A ilusão da TSU

O salário bruto é, para um trabalhador, o ponto de referência para avaliar o seu rendimento e os descontos que suportam. No entanto, esse valor esconde uma realidade mais profunda e estrutural: o custo real do trabalho é significativamente superior ao salário bruto, devido à contribuição da entidade empregadora para a Segurança Social, a Taxa Social Única (TSU). A forma como estabelecemos a contribuição do trabalhador (11%) e a empresa (23,75%), tem consequências que vão muito além de uma simples divisão de responsabilidades contributivas.
Imaginemos um trabalhador com um salário bruto de 1.000 euros. Para esse trabalhador, o seu valor é este: 1.000 euros, dos quais serão descontados 11% para a Segurança Social, mais o IRS. Contudo, para a empresa, o custo total desse trabalhador é de 1.237,50 euros — porque tem de entregar à Segurança Social mais 23,75% sobre esse mesmo salário. Isto significa que existe uma diferença real de 237,50 euros por mês entre o que o trabalhador pensa que “vale” e o que efetivamente custa à empresa.
O mais curioso — e o ponto central desta reflexão — é que a empresa não faz dois pagamentos separados. Não transfere uma parte do salário para a Segurança Social em nome do trabalhador e outra em seu nome, e muito menos vai buscar o dinheiro para o pagar a bolsos diferentes. Faz uma única transferência mensal para a Segurança Social, que inclui ambas as partes da TSU. Não faria qualquer diferença se o salário bruto fosse o valor total (1.237,50€), com uma dedução única de 28,05% (as duas parcelas atuais, à proporção do custo total). O trabalhador acabaria por receber exatamente o mesmo valor líquido, mas teria uma noção clara do seu valor no mercado de trabalho, uma representação do seu salário bruto e contribuições fiel à realidade.

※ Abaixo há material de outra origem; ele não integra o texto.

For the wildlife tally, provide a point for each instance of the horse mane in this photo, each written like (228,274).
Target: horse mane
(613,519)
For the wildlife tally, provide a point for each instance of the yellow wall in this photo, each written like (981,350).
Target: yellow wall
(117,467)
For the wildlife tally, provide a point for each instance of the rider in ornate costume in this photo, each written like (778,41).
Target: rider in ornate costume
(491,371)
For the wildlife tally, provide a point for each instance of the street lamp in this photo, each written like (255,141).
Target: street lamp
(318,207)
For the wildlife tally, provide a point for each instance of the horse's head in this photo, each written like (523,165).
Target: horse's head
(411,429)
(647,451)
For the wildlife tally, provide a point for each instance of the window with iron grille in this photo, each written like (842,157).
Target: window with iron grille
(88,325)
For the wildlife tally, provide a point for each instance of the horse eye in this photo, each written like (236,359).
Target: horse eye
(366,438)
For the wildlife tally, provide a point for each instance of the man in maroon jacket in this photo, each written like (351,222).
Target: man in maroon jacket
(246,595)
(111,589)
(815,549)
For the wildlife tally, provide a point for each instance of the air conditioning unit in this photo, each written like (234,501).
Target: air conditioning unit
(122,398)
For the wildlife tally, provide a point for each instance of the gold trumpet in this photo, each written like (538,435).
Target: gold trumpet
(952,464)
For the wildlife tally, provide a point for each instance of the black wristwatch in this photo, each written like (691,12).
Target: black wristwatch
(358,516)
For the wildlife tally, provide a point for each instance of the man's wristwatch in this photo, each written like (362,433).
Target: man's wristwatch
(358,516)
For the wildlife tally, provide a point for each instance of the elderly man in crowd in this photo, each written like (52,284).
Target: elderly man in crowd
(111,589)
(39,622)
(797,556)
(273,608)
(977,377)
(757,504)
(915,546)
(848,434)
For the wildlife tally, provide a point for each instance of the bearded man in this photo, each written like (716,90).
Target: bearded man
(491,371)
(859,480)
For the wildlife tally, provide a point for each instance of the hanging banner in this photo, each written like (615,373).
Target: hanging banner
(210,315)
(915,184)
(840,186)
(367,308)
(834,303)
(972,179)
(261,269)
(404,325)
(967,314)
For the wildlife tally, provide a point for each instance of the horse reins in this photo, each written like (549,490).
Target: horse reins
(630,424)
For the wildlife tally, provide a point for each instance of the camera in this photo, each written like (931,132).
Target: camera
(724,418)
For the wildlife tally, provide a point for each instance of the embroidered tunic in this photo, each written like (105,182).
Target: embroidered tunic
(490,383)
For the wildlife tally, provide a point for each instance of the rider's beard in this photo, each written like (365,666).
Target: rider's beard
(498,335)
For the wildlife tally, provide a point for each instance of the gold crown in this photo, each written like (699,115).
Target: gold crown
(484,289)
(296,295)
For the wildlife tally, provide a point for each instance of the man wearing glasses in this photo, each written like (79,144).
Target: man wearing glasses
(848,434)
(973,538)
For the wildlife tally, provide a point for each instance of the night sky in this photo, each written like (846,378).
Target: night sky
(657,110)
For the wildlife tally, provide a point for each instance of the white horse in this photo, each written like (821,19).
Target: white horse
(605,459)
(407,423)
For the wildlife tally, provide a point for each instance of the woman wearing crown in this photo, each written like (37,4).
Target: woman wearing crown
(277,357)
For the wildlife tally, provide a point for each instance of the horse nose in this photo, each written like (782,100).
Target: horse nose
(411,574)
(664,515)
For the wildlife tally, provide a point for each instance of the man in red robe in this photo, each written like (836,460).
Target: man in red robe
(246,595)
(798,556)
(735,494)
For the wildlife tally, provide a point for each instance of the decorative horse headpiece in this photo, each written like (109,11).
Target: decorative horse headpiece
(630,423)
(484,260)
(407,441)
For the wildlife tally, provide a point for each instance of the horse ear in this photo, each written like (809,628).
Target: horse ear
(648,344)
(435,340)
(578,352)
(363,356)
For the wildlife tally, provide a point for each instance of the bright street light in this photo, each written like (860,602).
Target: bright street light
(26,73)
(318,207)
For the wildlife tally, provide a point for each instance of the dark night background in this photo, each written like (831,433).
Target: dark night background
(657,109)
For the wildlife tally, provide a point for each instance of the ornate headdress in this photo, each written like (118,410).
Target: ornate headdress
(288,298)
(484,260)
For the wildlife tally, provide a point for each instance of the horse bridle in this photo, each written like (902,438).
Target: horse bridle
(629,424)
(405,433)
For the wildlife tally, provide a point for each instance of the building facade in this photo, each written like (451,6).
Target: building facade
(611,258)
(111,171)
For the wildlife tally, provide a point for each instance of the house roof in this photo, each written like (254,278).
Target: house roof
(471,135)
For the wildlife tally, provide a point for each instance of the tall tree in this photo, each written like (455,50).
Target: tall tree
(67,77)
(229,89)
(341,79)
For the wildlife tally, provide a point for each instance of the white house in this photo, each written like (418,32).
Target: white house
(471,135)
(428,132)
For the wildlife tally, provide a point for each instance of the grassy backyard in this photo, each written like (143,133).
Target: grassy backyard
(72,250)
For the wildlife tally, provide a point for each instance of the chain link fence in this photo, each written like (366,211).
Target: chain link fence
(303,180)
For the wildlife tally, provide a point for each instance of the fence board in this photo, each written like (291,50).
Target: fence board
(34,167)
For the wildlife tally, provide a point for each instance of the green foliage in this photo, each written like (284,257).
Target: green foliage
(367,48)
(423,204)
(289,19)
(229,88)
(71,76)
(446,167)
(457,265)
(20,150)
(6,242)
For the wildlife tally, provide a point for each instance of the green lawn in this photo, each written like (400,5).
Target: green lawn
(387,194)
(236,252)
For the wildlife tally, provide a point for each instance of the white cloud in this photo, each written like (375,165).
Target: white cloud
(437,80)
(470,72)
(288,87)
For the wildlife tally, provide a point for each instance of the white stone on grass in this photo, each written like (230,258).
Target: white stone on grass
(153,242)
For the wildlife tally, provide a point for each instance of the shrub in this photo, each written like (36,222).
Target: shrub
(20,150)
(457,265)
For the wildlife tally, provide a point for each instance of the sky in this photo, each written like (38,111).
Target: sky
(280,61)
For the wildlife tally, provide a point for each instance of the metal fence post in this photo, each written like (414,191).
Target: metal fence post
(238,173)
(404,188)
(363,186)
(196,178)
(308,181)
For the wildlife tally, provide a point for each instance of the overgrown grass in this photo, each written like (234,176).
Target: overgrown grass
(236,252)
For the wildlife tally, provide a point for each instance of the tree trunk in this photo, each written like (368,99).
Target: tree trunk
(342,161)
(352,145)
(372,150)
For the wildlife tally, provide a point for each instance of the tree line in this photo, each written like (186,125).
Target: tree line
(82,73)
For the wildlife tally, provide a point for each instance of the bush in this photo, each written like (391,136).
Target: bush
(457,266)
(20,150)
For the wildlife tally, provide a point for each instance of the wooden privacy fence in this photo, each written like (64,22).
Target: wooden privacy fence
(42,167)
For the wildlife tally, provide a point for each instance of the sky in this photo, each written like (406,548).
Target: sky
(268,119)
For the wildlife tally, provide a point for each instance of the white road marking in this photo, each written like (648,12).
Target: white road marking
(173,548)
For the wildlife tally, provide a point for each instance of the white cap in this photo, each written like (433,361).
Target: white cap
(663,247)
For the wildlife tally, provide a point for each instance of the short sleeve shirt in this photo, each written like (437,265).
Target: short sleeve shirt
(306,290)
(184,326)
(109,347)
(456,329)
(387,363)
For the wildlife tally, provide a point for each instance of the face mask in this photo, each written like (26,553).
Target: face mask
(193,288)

Esta separação da TSU entre empresa e trabalhador é uma ficção histórica e política, não uma necessidade técnica ou lógica. Pretende apenas criar a percepção de um pacto de solidariedade entre empregadores e trabalhadores, em que ambos contribuem para os direitos sociais.

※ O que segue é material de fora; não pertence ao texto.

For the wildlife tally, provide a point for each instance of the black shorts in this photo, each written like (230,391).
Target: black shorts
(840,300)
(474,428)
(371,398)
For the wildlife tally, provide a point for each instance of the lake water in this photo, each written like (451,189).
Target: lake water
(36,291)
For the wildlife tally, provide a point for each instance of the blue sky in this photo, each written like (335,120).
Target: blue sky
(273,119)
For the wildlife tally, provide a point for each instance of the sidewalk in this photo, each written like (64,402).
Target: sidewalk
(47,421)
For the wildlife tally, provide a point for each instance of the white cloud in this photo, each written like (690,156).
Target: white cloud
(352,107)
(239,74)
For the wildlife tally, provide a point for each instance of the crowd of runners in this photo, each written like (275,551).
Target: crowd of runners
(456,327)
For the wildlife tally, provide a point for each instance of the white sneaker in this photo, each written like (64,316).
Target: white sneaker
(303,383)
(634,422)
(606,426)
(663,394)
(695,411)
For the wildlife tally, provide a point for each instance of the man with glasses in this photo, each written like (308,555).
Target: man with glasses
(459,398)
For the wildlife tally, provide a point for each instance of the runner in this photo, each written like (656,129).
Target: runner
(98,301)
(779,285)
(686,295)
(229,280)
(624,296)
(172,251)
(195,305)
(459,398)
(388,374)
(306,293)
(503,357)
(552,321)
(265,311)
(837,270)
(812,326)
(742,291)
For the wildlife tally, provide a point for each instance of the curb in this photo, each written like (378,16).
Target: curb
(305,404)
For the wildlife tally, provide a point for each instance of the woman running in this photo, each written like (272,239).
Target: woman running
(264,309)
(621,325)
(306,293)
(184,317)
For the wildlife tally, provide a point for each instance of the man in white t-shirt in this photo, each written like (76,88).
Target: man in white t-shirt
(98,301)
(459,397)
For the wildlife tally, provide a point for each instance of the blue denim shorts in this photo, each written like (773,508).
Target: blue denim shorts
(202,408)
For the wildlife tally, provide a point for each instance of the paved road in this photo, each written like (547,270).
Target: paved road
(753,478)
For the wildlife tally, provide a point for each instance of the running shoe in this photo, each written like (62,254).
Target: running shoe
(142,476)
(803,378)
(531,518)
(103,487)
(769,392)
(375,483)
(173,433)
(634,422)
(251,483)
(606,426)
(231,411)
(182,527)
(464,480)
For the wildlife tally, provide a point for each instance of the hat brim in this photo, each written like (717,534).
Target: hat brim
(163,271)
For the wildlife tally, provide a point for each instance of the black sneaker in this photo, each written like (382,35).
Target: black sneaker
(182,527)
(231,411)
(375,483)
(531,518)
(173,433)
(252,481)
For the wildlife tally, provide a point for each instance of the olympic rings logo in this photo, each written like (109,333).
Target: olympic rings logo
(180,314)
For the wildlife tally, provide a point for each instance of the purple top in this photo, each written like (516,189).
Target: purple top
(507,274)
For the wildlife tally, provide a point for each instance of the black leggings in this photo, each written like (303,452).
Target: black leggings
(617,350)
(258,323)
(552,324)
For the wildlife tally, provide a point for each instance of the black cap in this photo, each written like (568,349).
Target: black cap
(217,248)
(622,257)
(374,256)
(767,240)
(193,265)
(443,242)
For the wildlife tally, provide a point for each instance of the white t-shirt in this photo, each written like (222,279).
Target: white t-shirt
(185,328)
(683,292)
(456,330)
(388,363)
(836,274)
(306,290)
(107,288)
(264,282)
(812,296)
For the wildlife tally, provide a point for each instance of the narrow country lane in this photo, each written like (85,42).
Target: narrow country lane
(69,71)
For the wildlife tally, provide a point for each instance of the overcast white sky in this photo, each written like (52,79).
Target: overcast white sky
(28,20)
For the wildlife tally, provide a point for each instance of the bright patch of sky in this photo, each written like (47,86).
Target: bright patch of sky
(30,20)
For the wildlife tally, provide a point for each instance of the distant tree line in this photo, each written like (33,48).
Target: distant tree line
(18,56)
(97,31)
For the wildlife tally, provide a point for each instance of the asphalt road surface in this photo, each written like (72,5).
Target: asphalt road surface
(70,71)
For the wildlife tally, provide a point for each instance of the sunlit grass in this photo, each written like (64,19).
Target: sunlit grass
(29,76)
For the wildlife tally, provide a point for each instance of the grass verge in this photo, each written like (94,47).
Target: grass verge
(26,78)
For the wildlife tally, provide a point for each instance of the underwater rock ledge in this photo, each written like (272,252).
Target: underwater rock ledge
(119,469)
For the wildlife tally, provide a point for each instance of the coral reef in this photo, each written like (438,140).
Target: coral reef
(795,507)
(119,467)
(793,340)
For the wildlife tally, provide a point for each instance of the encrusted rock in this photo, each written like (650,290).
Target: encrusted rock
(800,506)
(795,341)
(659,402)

Mas essa narrativa não se traduz na prática. As empresas avaliam sempre os trabalhadores pelo seu custo total — não pelo salário bruto declarado. E o trabalhador, mesmo que não veja a parte da TSU patronal no seu recibo, tem sempre de produzir o suficiente para cobrir esse custo total. Na prática, e independentemente das voltas que a aritmética dá, há o que a empresa paga, há o que vai para a Segurança Social, e há o que vai para o trabalhador. A partilha de esforço é meramente simbólica, e como as empresas não são sensíveis ao simbolismo, este só tem como audiência o trabalhador.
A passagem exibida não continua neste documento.